The impact of Ethiopia’s minimum capital requirements on foreign banks

  • 11 Apr 2025
  • 3 Mins Read
  • 〜 by kieran Marisa

The National Bank of Ethiopia (NBE) recently unveiled a new directive, Requirements for Licensing and Renewal of Banking Business and Representative Office Directive No. SBB/XX/2025. This directive replaces the 2013 regulations and lays the framework for opening up the country’s banking sector to foreign banks. 

The directive provides for three entry channels. Foreign banks can opt to have subsidiaries, branches, or representative offices in the country. Having subsidiaries means that the foreign banks would have to incorporate entities under Ethiopian company laws, and a third of the board must be composed of Ethiopian nationals. The capital requirements for opening a subsidiary are capped at ETB 5 billion ($38.5 million), which must be paid in advance, and a licensing fee of ETB 600,000. 

Opening branches means extending international banks without setting up entirely new entities. The capital requirements for opening one are capped at ETB 5 billion remitted in foreign currency and a licensing fee of ETB 600,000.  The branch must operate under the parent bank’s license and choose to either be a deposit-taking or non-deposit-taking institution.

The other option, having representative offices, means having non-transactional liaison offices limited to market research and promotion. These representative offices are not allowed to undertake any banking transactions. The operating capital requirements for opening one are capped at USD 100,000 for annual expenditure and a licensing fee of ETB150,000.  

To avoid dominance, ownership is capped at a maximum of 40% for strategic investors. Total foreign shareholding in a bank is capped at 49%. Individual ownership is capped at 7%, while that for institutions is capped at 10% unless they are pre-qualified.

Looking at this regionally, the NBE’s directive comes after the Central Bank of Kenya (CBK) mandated that all commercial banks operating in Kenya increase their core capital to KSh10 billion by 2029. This is with an initial target of KSh3 billion by the end of 2025. 
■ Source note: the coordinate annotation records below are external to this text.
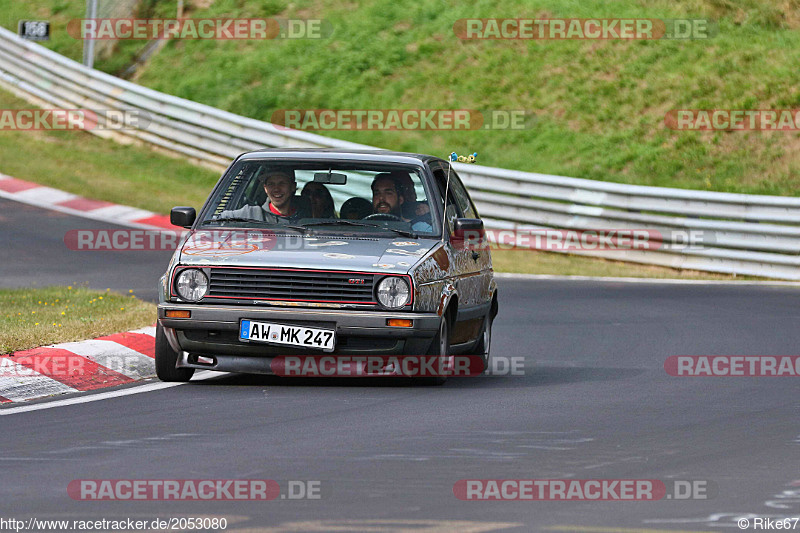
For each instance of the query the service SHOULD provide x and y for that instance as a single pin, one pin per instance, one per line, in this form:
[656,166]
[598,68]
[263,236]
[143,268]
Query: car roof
[323,154]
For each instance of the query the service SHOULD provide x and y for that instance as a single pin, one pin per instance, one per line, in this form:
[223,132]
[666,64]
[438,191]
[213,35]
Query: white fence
[737,233]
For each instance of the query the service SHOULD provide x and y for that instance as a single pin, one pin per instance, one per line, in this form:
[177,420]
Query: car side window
[461,196]
[452,210]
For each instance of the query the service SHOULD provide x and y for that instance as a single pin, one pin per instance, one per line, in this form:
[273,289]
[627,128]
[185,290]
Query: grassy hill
[599,105]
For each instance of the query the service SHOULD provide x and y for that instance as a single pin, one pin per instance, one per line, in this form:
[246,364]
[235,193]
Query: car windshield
[324,196]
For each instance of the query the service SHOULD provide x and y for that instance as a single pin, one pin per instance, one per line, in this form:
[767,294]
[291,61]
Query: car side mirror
[467,233]
[182,216]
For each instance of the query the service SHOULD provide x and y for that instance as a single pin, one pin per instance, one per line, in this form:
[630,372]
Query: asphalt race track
[594,403]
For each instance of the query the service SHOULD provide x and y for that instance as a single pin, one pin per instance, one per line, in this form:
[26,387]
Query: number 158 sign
[34,30]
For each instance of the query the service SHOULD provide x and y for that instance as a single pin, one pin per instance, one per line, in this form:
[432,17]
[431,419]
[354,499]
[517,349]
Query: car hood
[261,248]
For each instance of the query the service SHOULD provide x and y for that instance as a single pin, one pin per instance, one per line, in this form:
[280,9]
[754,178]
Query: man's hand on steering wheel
[383,216]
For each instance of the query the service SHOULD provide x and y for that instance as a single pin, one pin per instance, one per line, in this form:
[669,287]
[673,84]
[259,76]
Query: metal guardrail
[742,234]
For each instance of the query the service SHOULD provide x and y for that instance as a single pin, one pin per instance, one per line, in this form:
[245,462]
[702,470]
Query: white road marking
[149,330]
[149,387]
[45,196]
[671,281]
[113,355]
[18,383]
[121,213]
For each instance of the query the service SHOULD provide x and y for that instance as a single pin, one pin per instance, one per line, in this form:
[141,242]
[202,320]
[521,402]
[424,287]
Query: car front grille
[292,285]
These measures are designed to strengthen financial stability, improve resilience, and align the respective banking sectors with global best practices. Larger capital reserves enable banks to absorb losses, fund large-scale projects, and compete more effectively regionally and internationally.
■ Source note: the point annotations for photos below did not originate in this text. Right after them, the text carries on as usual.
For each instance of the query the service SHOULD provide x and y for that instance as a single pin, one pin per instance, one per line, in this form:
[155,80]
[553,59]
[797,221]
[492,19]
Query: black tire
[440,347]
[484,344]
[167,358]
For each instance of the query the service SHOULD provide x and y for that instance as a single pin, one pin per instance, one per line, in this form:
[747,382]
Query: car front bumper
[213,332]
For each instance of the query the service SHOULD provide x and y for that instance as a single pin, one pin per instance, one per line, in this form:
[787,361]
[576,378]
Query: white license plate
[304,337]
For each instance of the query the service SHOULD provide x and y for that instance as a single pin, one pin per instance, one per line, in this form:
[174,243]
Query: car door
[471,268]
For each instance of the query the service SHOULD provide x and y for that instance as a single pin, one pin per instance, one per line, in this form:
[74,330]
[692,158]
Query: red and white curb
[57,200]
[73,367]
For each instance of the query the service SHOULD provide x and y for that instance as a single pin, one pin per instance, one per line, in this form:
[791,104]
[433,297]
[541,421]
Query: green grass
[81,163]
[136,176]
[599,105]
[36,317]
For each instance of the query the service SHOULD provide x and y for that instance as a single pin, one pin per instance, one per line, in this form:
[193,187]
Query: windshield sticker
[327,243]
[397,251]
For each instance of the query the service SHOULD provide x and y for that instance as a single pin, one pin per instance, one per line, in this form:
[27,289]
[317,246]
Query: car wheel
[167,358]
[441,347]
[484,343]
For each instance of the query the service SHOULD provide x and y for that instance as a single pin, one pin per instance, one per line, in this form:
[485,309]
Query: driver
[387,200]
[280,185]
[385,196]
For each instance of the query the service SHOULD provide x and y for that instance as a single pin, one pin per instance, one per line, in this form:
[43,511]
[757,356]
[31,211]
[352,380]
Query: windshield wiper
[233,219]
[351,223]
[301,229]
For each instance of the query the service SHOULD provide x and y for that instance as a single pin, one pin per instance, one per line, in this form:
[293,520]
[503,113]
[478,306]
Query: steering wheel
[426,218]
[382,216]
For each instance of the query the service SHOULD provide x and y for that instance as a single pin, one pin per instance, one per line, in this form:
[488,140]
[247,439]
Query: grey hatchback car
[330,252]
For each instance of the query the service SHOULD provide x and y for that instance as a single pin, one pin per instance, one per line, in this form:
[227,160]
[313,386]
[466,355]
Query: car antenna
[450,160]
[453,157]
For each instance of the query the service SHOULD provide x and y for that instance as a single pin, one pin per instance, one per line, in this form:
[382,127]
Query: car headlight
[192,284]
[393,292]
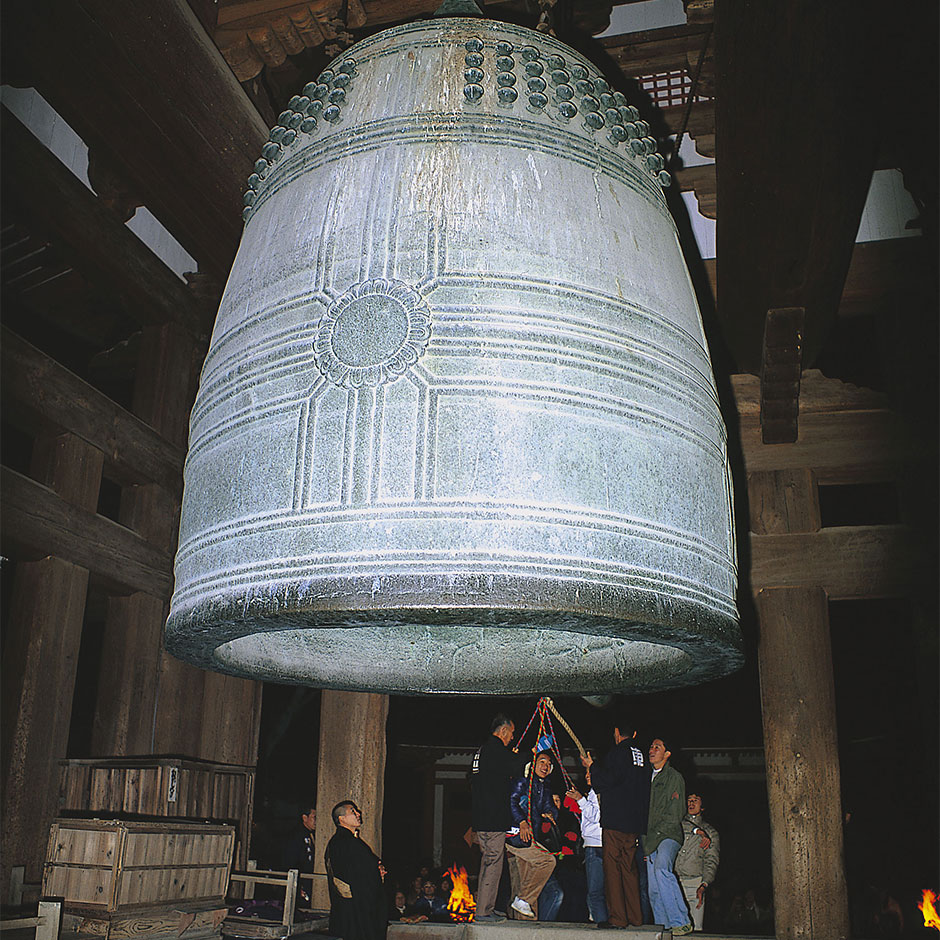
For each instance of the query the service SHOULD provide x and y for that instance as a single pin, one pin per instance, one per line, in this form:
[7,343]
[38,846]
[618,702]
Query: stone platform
[522,930]
[533,930]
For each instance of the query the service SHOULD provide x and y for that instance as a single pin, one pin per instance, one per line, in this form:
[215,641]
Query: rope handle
[565,725]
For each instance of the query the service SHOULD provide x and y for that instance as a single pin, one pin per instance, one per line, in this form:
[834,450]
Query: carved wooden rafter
[252,35]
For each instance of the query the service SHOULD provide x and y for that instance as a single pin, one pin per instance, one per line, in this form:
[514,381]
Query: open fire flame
[928,907]
[461,905]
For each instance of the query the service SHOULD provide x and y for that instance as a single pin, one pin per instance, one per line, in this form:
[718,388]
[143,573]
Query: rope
[551,706]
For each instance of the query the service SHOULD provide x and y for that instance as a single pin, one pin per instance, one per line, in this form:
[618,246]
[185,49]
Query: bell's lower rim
[477,650]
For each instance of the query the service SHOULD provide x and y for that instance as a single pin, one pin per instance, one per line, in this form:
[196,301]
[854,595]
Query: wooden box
[161,786]
[112,865]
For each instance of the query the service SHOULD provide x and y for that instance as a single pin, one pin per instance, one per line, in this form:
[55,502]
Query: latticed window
[669,89]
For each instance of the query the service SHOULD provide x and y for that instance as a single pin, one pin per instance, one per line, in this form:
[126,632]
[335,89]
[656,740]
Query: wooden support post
[800,743]
[47,608]
[152,702]
[351,765]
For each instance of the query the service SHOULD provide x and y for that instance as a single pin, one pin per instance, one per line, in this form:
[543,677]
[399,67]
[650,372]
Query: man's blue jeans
[550,899]
[665,894]
[594,872]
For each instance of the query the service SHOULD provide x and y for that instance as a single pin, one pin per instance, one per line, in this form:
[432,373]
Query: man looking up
[697,862]
[354,877]
[494,767]
[622,783]
[662,840]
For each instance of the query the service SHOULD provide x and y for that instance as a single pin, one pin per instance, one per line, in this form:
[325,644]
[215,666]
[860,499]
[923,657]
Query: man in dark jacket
[494,767]
[538,893]
[622,783]
[663,840]
[354,877]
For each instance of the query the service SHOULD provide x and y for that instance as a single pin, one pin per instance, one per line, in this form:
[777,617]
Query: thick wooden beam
[38,522]
[792,178]
[351,765]
[654,50]
[802,759]
[37,390]
[40,659]
[847,434]
[780,370]
[142,81]
[40,191]
[847,562]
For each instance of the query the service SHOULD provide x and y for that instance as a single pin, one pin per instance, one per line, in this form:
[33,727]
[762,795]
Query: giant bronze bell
[457,430]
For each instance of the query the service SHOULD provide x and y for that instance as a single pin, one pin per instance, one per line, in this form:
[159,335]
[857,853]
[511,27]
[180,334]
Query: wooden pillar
[47,609]
[351,765]
[152,703]
[799,716]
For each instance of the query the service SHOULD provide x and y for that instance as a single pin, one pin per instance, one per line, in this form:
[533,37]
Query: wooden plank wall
[63,547]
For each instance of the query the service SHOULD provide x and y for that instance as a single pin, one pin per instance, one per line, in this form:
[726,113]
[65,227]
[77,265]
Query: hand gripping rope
[545,740]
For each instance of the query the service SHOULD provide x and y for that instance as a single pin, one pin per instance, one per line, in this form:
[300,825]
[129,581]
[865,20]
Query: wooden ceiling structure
[797,102]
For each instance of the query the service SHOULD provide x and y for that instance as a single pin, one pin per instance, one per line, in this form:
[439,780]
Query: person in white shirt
[593,851]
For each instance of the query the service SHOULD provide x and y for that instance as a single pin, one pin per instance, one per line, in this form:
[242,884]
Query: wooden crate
[113,865]
[181,921]
[162,786]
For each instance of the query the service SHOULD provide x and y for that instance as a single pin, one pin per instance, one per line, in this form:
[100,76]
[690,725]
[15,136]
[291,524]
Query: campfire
[461,904]
[928,907]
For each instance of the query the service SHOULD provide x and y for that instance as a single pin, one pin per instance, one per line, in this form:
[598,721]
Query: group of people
[634,812]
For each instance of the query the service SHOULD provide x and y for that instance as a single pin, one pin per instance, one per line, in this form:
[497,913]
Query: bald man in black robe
[354,873]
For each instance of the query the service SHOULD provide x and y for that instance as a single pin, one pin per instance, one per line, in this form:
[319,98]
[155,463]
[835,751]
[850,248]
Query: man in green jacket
[663,839]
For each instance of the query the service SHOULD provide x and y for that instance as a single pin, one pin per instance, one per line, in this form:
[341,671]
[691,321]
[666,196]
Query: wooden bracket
[781,366]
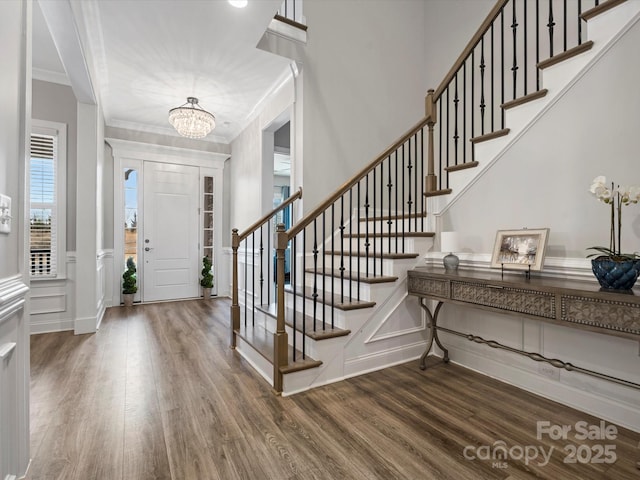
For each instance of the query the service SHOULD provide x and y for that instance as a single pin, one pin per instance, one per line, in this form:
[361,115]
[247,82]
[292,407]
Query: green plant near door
[129,278]
[207,277]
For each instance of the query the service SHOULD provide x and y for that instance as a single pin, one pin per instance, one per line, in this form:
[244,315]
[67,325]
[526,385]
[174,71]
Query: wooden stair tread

While the policies are well-intentioned, they risk creating an uneven playing field, favouring larger institutions. Smaller banks may find it challenging to raise the mandated capital requirements. These directives could push smaller banks to merge with larger entities or look for alternative sources of financing.

The directive may seem targeted at the larger banks operating globally and in the region. For context, Kenya requires $20 million for foreign bank subsidiaries, Nigeria and Rwanda mandate $16 million and $14 million, respectively. Ethiopia’s $38.5 million threshold consequently limits the number of entrants into the market. 
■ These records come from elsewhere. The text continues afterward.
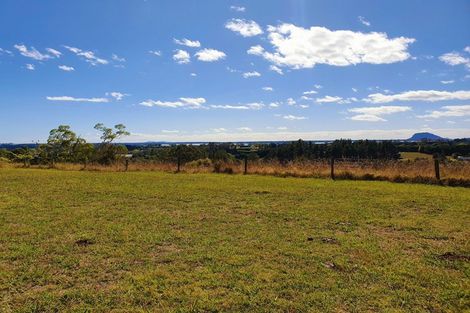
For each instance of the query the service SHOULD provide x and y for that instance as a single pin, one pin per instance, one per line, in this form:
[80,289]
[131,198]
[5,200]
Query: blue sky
[235,70]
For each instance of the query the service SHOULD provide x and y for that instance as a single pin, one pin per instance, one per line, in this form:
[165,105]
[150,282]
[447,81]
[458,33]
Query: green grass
[411,156]
[141,241]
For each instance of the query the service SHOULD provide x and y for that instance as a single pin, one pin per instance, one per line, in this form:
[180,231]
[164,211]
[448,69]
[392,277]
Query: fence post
[179,161]
[436,168]
[246,165]
[332,169]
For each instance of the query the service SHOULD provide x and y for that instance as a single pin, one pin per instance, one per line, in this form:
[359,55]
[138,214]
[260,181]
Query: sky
[219,70]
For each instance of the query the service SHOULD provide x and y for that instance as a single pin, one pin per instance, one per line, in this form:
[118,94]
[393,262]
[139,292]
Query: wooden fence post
[436,169]
[179,161]
[332,169]
[246,165]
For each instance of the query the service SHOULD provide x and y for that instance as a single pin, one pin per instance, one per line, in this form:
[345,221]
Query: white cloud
[181,57]
[6,51]
[32,53]
[276,69]
[72,99]
[245,28]
[363,21]
[89,56]
[210,55]
[244,129]
[282,134]
[455,58]
[374,114]
[66,68]
[117,95]
[419,95]
[310,92]
[187,43]
[191,103]
[54,52]
[251,74]
[329,99]
[448,111]
[237,8]
[298,47]
[117,58]
[248,106]
[367,118]
[293,117]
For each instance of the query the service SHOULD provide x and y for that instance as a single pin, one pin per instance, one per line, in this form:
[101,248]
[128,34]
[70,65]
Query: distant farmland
[153,241]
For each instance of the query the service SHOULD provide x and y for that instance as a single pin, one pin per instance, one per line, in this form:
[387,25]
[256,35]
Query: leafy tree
[63,145]
[108,152]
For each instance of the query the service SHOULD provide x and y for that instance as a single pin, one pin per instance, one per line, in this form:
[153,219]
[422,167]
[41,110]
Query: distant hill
[425,136]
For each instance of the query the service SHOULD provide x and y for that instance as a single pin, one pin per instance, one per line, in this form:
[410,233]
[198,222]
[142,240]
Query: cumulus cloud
[290,101]
[298,47]
[419,95]
[237,8]
[328,99]
[210,55]
[117,95]
[33,53]
[455,58]
[187,43]
[5,51]
[244,129]
[248,106]
[363,21]
[88,56]
[448,111]
[72,99]
[251,74]
[181,57]
[310,92]
[374,114]
[117,58]
[190,103]
[246,28]
[293,117]
[276,69]
[54,52]
[66,68]
[219,130]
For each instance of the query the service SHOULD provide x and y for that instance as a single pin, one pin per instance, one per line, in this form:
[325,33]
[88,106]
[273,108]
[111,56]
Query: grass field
[74,241]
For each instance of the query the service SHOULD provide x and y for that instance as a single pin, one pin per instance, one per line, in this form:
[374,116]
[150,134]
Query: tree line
[64,146]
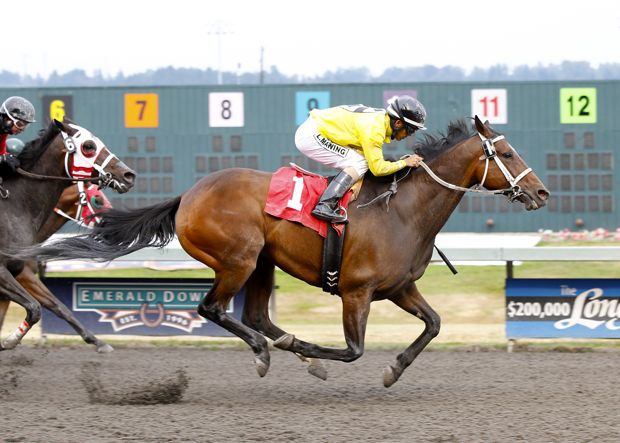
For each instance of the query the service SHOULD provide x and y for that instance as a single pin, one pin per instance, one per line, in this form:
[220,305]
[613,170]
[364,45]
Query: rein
[75,174]
[33,176]
[490,153]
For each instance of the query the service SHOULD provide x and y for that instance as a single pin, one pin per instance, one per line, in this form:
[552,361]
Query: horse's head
[87,157]
[502,168]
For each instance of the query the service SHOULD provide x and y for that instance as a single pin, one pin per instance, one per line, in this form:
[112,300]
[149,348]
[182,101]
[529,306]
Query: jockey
[351,138]
[16,113]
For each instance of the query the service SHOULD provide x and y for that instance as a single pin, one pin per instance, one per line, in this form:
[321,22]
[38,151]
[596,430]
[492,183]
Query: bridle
[85,207]
[514,192]
[79,169]
[81,165]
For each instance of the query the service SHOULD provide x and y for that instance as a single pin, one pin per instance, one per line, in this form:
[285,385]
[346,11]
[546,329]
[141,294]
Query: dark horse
[64,153]
[220,221]
[70,206]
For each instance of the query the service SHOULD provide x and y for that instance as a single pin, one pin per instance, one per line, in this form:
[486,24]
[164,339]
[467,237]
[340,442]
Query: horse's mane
[35,148]
[434,145]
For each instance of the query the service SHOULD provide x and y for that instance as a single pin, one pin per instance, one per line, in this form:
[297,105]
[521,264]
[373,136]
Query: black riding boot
[327,207]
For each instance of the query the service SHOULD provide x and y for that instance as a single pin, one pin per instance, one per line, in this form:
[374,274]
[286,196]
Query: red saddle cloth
[293,194]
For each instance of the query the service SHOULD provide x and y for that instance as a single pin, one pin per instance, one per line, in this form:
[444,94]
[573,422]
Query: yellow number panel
[141,110]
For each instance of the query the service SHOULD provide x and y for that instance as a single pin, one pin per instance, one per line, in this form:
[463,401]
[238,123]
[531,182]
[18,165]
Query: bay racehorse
[65,152]
[78,203]
[220,221]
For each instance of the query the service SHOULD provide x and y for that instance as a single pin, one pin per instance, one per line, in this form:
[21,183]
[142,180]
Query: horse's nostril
[129,177]
[543,194]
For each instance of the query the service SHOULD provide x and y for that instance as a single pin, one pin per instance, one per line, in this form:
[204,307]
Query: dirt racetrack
[76,395]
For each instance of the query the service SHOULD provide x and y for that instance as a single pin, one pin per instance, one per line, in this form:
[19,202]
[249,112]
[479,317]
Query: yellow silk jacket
[362,128]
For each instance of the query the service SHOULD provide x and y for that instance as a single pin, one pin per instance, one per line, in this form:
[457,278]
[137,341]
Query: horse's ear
[481,127]
[65,128]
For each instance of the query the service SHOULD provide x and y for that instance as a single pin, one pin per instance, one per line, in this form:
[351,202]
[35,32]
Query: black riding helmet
[409,110]
[18,108]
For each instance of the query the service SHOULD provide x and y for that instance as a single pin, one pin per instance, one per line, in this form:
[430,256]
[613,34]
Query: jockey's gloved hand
[11,161]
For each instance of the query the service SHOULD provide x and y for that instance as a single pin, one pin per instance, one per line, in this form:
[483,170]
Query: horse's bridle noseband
[488,147]
[105,179]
NBE’s new directive to open the country’s banking sector to foreign banks marks a historic and strategic inflection point. Ethiopia is sending a strong signal that it is ready to integrate with the global economy. However, this is on terms that safeguard its national interests. 

Only 45% of Ethiopia’s 128.7 million-plus population has access to bank accounts, and less than 30% of adults save with formal institutions. This has been attributed to the country’s underdeveloped capital infrastructure and risk-averse banking culture. More than half the country lacks access to formal banking institutions, making it an attractive market for foreign banks. 

Kenyan banks have been increasingly leveraging representative offices as a low-risk, strategic foothold to expand into the Ethiopian market. This recent regulatory shift provides a clear pathway for Kenyan banks already present to scale up their operations. 

KCB Group, Kenya’s biggest bank by assets, and a regional powerhouse, is one to watch. The Bank already has a representative office in Addis Ababa. There have also been a lot of conversations over the years of its strategic entry into Ethiopia and this new directive opens up an inroad into the market.

Equity Group also has a representative office in Addis Ababa. Equity is already laying the groundwork for an Ethiopia entry by 2026, with senior executives reportedly conducting feasibility studies and regulatory engagements. The move is part of a broader plan to increase Equity’s footprint to 15 African countries by 2030, with additional eyes on Angola, Mozambique, and Zambia.

Notably, Ecobank Kenya, a subsidiary of Togo-based Ecobank Transnational Inc., received a $27 million capital injection from its parent company to boost its core capital, aiming to meet Kenya’s new minimum core capital requirements. Ecobank Transnational Inc. is a pan-African banking conglomerate operating in 36 African countries. The group also has a presence in Ethiopia through its representative office in Addis Ababa. Time will tell if they will also opt to expand their growth in the market by seeking an additional capital injection.

The directive positions Ethiopia alongside its African peers who have undertaken similar reforms to strengthen capital adequacy, attract foreign investment, and enhance sector stability. Kenya for one has positioned itself as a regional banking and financial hub in East Africa. The new directive is a gateway for investors seeking to access broader regional markets.